Hash Browns are being recalled because they might contain the same material used to make golf balls. If you purchased Harris Teeter or Roundy's hash browns, you should not eat them because it would be dangerous to your health if you did. If the hash browns are contaminated, they could cause injury to the mouth.

Voluntary recall

In a statement last Friday, McCain Foods USA said the company voluntarily recalled the product even though there were no reports of injuries. The food company wants to make sure no consumer will get injured if its suspicion is correct.

It is a big mystery how Golf Ball materials might have ended up in the breakfast food. The statements issued by McCain Foods and the FDA did not specify how the golf ball materials could possibly have become mixed with the potatoes.

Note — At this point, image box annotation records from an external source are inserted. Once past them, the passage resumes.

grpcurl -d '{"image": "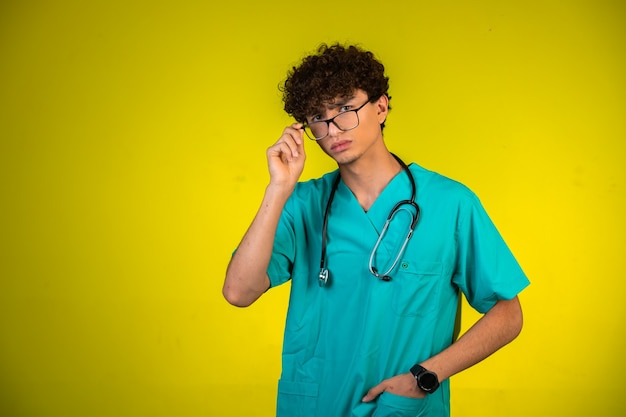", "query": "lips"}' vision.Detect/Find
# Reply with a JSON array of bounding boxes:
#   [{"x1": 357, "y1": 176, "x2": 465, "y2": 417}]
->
[{"x1": 330, "y1": 140, "x2": 351, "y2": 152}]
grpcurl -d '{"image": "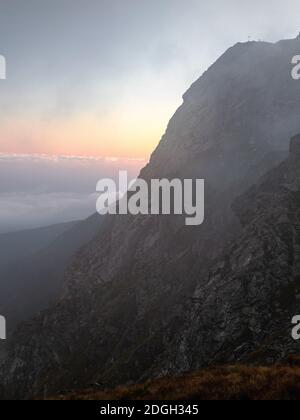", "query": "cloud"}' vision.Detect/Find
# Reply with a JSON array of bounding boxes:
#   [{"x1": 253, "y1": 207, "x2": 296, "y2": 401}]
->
[
  {"x1": 0, "y1": 193, "x2": 98, "y2": 232},
  {"x1": 0, "y1": 153, "x2": 145, "y2": 232}
]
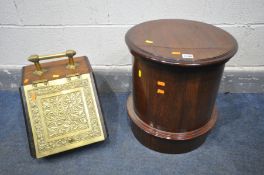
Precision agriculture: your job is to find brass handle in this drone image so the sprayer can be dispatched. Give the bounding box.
[28,50,76,75]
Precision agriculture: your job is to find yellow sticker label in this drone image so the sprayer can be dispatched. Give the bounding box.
[24,79,28,84]
[31,93,37,101]
[138,70,142,78]
[171,51,181,55]
[145,40,154,44]
[52,74,60,78]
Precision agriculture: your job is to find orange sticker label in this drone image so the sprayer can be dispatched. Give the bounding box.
[157,89,165,94]
[171,51,181,55]
[24,79,28,84]
[145,40,154,44]
[138,70,142,78]
[52,75,60,78]
[31,93,37,101]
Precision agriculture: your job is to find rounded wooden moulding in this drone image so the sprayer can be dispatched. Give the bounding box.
[126,19,237,153]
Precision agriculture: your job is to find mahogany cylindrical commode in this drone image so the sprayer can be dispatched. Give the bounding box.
[126,19,237,153]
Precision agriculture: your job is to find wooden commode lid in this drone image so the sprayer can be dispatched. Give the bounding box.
[126,19,237,66]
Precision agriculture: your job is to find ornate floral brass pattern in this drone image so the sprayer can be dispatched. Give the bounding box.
[24,74,105,158]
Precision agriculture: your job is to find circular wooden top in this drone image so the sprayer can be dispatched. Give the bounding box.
[126,19,237,66]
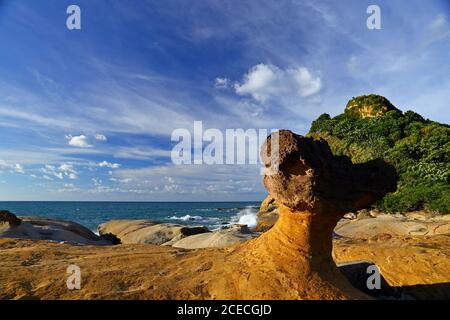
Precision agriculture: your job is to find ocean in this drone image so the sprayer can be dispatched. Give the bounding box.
[0,201,260,232]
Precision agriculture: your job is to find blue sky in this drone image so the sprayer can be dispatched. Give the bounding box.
[0,0,450,201]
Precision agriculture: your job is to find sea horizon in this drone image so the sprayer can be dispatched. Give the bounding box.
[0,201,261,232]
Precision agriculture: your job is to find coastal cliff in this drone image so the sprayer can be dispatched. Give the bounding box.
[0,131,412,299]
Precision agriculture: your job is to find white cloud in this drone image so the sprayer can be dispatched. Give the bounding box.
[234,64,322,102]
[214,77,230,89]
[98,161,120,169]
[95,134,108,141]
[430,14,447,29]
[66,134,92,148]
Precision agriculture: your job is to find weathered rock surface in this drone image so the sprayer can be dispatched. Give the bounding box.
[0,210,22,228]
[98,220,209,244]
[255,196,279,232]
[0,214,111,245]
[171,225,259,249]
[261,130,397,214]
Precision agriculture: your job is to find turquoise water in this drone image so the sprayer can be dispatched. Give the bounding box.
[0,201,260,231]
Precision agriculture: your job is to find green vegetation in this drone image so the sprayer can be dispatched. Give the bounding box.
[308,95,450,213]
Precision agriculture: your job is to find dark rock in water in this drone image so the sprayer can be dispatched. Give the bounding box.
[338,261,400,299]
[261,130,397,214]
[0,210,22,227]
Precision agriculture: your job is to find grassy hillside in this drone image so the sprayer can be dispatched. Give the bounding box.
[308,95,450,213]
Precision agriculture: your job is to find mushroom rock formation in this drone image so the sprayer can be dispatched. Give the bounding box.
[229,130,397,299]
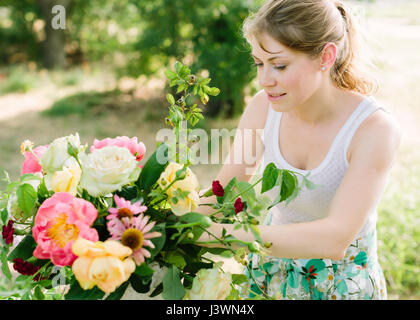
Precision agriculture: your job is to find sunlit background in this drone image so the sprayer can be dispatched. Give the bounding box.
[0,0,420,299]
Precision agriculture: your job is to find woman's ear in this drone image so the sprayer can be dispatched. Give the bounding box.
[320,42,337,70]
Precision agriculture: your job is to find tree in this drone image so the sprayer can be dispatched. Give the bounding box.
[127,0,261,117]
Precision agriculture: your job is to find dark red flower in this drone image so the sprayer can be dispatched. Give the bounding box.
[233,197,245,214]
[211,180,225,197]
[13,258,40,281]
[2,220,15,244]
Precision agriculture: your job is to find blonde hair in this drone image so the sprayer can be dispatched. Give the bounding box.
[242,0,378,95]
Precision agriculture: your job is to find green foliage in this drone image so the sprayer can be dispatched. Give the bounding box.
[124,0,257,116]
[162,266,186,300]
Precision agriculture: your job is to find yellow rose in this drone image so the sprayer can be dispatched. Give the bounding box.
[158,162,200,215]
[184,267,232,300]
[51,158,82,196]
[169,191,200,216]
[72,238,136,293]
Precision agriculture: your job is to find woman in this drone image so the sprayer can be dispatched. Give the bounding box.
[200,0,401,299]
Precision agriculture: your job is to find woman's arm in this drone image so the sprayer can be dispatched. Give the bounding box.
[200,110,401,260]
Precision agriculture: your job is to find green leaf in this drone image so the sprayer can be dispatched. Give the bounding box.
[8,233,37,261]
[221,177,238,203]
[232,274,248,284]
[198,78,211,86]
[220,250,234,258]
[134,263,155,277]
[164,70,178,80]
[148,223,166,260]
[179,66,191,79]
[165,251,187,269]
[207,87,220,96]
[136,143,169,190]
[1,208,9,225]
[16,183,38,219]
[0,247,12,280]
[129,273,152,293]
[162,266,185,300]
[261,162,279,193]
[280,170,296,202]
[175,61,183,74]
[105,281,130,300]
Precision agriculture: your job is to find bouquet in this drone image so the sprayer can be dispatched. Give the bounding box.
[0,62,308,299]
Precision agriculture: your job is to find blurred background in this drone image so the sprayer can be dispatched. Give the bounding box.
[0,0,420,299]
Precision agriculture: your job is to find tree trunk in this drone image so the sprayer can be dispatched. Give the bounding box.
[37,0,73,69]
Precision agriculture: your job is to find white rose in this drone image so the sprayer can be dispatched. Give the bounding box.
[50,158,82,196]
[7,175,41,222]
[184,267,232,300]
[40,133,81,175]
[80,146,140,197]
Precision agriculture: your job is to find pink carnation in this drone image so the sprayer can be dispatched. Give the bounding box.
[90,136,146,167]
[32,192,99,266]
[20,145,48,175]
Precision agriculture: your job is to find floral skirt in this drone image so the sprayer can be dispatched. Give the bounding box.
[242,225,387,300]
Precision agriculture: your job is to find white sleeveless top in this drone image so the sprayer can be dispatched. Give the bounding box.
[260,96,388,235]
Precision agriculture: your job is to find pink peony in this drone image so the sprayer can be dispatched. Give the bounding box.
[106,195,147,220]
[90,136,146,167]
[20,145,48,175]
[107,213,161,265]
[32,192,99,266]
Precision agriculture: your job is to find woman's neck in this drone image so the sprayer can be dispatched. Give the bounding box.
[287,85,361,126]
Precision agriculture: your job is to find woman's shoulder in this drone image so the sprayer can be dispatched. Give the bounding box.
[240,90,269,129]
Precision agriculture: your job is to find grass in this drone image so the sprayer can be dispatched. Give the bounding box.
[0,0,420,299]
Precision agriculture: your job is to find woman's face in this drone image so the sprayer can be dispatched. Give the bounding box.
[251,34,322,112]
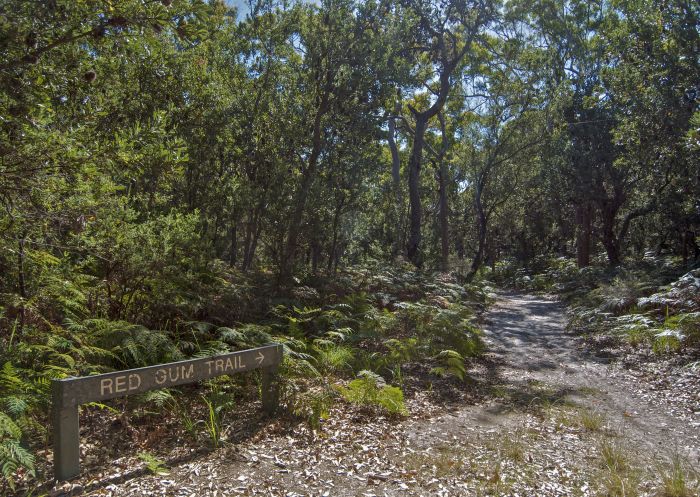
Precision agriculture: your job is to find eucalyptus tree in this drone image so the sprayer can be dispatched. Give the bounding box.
[399,0,496,266]
[459,25,545,276]
[279,0,400,282]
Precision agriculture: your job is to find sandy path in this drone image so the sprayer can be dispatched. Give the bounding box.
[79,294,700,497]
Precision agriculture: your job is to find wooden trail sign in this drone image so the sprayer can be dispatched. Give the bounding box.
[51,345,282,481]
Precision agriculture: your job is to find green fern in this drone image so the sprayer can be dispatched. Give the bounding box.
[430,350,467,381]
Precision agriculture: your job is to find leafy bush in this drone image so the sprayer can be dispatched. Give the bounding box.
[339,371,407,415]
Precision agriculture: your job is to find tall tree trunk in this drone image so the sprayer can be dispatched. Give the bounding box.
[406,114,429,267]
[328,194,345,273]
[17,236,27,334]
[576,203,593,267]
[228,220,238,267]
[279,91,330,284]
[438,160,450,273]
[438,112,450,273]
[469,180,488,279]
[388,102,403,256]
[600,202,620,266]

The Roundy's products are reportedly sold and being recalled in Illinois and Wisconsin at Metro Market, Marianos, and Pick 'n Save grocery chains. Harris Teeter hash browns were sold to grocery stores in Delaware, District of Columbia, Florida, Georgia, Maryland, North Carolina, South Carolina, and Virginia.

Golf ball materials

The southern-style frozen hash browns may or may not have the same materials used to make golf balls, but McCain Foods USA has good reason to suspect that they do. According to the company's calculations, the contaminated frozen hash browns would be the two-pound bags of Roundy’s Brand and Harris Teeter Brand that were prepared on or after January 19, 2017.

Other recent recalls

It is not unusual for foods to be recalled from grocery stores from time to time.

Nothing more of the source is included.